The issue underlying the Fed proposal is as technically complicated as it is important. The Fed proposal attempts to deal with a very specific but meaningful source of systemic risk – namely, the ability of counterparties to immediately tear up derivatives contracts when a GSIB fails. This is a cause of concern, as it can create a potentially destabilizing liquidity drain at the bank, spark fire sales of commonly held assets and transmit risk across the financial system. This ability is a special right that is enjoyed by derivatives counterparties under the bankruptcy code. Unlike most other creditors, who are subject to bankruptcy stays, parties to a derivative are permitted to immediately "close out" their positions and seize related collateral when their counterparty fails. Over the years, many derivatives contracts have included so-called cross-default provisions that extend this close-out right even further, such that it can be exercised even when the counterparty remains solvent and continues to perform but an affiliate of that counterparty fails.

These cross-default provisions can be a potential problem in the resolution of a GSIB. The prevailing resolution framework developed by the Federal Deposit Insurance Corp. and other global regulators is the so-called single-point-of-entry, or SPOE, approach. That approach is predicated on the idea that, if a GSIB were to fail, its holding company would be placed into resolution and the long-term creditors of that holding company would be bailed in, having their debt instrument converted into equity. The resulting resources would then be used to recapitalize the bank's key subsidiaries to keep them operating and meeting obligations to all counterparties – thereby minimizing systemic risk.

Permitting derivatives counterparties to invoke cross-default rights and walk away en masse from existing contracts with one of those open, solvent and operating subsidiaries during an SPOE resolution would reintroduce the kind of financial system disorder that the post-crisis bank resolution framework is intended to eliminate. And it would ignore that fact that derivatives counterparties are already well served by the SPOE approach, since keeping that subsidiary solvent and performing on its contracts leaves them no worse off. In many cases they will likely be better off than they would otherwise be.

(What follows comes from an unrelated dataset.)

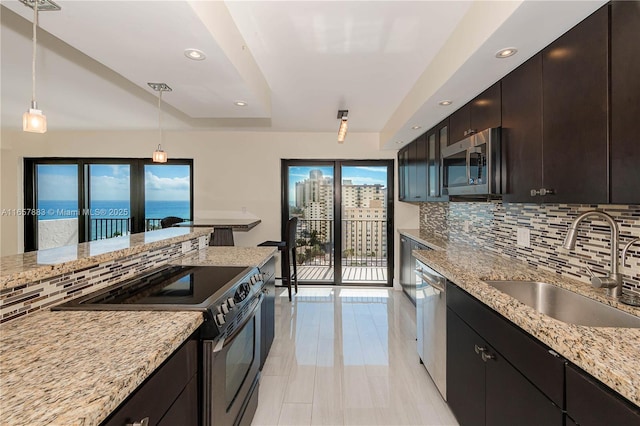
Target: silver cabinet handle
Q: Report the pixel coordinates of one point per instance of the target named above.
(143, 422)
(542, 191)
(486, 356)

Recognizing this, the world's largest banks coordinated with regulators and the International Swaps and Derivatives Association to develop a protocol under which those banks voluntarily waived this cross-default right for derivatives deals with one another. The Fed proposal would help complete this process by eliminating this right from large banks' derivatives contracts with all other counterparties. It would do so indirectly, by requiring GSIBs in the U.S. to make the change for derivatives and similar trades with any counterparty with which they continue to transact. That would mean, conversely, that counterparties would either need to accept the change or look to other firms for their derivatives needs going forward. The Fed proposal also provides an alternative option for compliance – adherence to the existing ISDA protocol, which was negotiated with significant buy-side involvement and contains a range of special creditor protections.

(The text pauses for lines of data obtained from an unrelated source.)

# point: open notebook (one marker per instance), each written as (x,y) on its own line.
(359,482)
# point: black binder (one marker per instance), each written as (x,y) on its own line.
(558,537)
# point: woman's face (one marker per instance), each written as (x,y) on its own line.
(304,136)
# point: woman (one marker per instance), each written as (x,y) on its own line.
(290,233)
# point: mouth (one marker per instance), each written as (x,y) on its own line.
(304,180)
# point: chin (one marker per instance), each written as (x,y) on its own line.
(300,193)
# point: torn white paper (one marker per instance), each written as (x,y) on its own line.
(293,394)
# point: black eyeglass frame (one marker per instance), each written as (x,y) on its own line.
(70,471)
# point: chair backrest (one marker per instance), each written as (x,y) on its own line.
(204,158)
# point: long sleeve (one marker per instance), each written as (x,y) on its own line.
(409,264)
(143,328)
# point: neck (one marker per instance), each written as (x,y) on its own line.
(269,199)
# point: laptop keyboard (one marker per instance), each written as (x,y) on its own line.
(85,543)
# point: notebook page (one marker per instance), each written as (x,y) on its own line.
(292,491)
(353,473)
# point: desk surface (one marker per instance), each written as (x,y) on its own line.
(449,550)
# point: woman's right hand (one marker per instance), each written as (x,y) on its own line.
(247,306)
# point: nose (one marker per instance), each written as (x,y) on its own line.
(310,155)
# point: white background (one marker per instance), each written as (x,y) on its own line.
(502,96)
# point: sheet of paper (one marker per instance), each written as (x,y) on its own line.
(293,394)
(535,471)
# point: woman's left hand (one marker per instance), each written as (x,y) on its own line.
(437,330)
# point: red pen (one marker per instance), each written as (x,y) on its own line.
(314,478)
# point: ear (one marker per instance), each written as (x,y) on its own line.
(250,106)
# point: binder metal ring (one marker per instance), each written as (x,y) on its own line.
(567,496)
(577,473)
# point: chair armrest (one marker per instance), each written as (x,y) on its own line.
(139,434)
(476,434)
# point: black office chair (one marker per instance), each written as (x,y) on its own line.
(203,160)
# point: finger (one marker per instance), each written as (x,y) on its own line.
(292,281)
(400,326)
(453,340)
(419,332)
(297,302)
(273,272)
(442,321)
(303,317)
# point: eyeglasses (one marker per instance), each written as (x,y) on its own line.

In an interesting inversion of the usual scenario, it is parts of the shadow banking system – particularly hedge funds and some fund managers – that have reacted to these proposed banking rules with uproar, expressing concern that the proposal would reshape how they trade derivatives. They have characterized the proposal as an unfair intervention by banking regulators into their contractual rights. But the change they are being asked to embrace seems small fry relative to the benefits of a more resilient financial system.

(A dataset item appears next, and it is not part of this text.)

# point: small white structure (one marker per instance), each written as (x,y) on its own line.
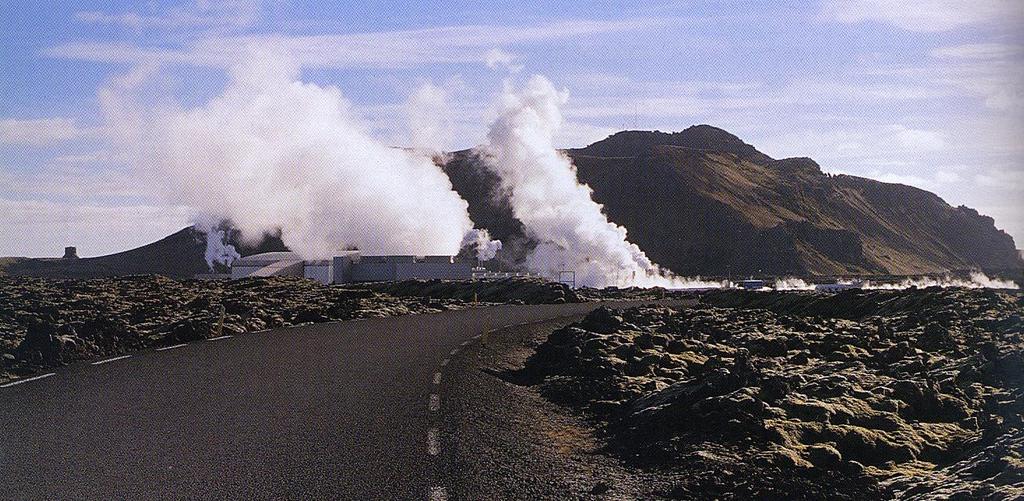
(839,286)
(267,264)
(322,270)
(350,266)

The Fed deserves significant praise for moving forward with a thoughtful and promising measure to further limit risks to financial stability. With any luck, the increased attention to this proposal may also serve to remind us all that enduring improvements to the resilience of our financial system must reflect all of that system, including the parts that lie outside the banking perimeter. That would be welcome, because as the Fed has recognized here, systemic risk is just that – systemic – and requires solutions that take a broad view of the whole financial system.

Jeremy R. Newell is executive managing director, head of regulatory affairs and general counsel of The Clearing House Association.